With a squarish case, the Guardian is Shinola's only non-round watch. It's also by far the brand's most vintage-feeling watch, with wire lugs and a shape that recalls dress watches of decades past — though it of course retains the brand's stylish and playful sensibility. Somewhat flying under the radar — non-round watches can never expect to enjoy the popularity of more traditional styles — it's also the smallest collection, with only four models available at present.

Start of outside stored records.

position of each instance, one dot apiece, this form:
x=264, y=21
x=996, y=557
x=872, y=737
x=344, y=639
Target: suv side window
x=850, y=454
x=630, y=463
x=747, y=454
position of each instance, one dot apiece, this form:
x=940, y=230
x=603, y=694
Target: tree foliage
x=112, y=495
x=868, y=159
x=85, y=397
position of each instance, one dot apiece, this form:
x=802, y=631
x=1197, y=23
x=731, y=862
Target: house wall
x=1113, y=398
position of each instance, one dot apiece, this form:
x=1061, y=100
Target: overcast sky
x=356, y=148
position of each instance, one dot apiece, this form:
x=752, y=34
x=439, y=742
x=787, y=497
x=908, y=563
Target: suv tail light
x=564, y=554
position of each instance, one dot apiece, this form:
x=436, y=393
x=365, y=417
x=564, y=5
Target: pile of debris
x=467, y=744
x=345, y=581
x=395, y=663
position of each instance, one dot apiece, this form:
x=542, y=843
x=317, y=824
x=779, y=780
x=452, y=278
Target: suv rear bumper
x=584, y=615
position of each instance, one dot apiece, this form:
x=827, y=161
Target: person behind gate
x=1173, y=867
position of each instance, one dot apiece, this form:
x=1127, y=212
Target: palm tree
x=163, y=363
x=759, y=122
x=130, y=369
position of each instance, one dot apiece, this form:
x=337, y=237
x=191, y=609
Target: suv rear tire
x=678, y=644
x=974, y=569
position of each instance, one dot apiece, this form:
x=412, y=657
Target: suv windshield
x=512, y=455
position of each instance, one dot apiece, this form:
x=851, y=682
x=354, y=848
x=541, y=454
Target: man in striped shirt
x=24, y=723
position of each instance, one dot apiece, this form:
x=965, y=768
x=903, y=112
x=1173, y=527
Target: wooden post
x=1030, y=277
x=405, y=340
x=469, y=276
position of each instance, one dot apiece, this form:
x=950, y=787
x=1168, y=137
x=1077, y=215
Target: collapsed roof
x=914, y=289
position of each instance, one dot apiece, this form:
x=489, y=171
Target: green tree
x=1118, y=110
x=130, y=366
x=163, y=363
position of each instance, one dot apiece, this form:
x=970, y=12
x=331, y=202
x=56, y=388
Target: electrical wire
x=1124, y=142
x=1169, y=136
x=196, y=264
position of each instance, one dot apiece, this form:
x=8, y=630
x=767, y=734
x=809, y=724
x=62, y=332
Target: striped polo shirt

With no relation to Seiko's famous diver, the Shinola Monster is the brand's only collection that's dedicated solely to automatic watches. It's also the home of most of the brand's highest price points for watches. Above is a capable dive watch with 300m of water resistance running on a Sellita SW200 automatic movement and measuring 43mm wide in stainless steel. The most affordable models come on rubber straps, but bracelets will cost more and bronze or titanium cases will run upward of $1,600.
Many Shinola watches are on the larger side, but the Vinton is the smallest the company makes. At 38mm in steel, it's also one of the most affordable collections, priced just above the Detrola. With a handsome, everyday appeal, these are some of the brand's most traditional-feeling models, but they're well executed and offer the Shinola experience in an easy-wearing package. An automatic model would be cool, but they're currently only offered with the brand's Argonite 715 quartz movement.
With wire lugs and a classic feel, the Canfield very much fits in Shinola's general aesthetic and approach — read: they look a bit like they belong in the Runwell collection. In fact, Shinola breaks the collection into regular Canfield and Sport. Most Sport models feature a chronograph and are amply sized at 45mm, but there are a couple at 40mm, as well as both three-hand and chrono models at 43mm.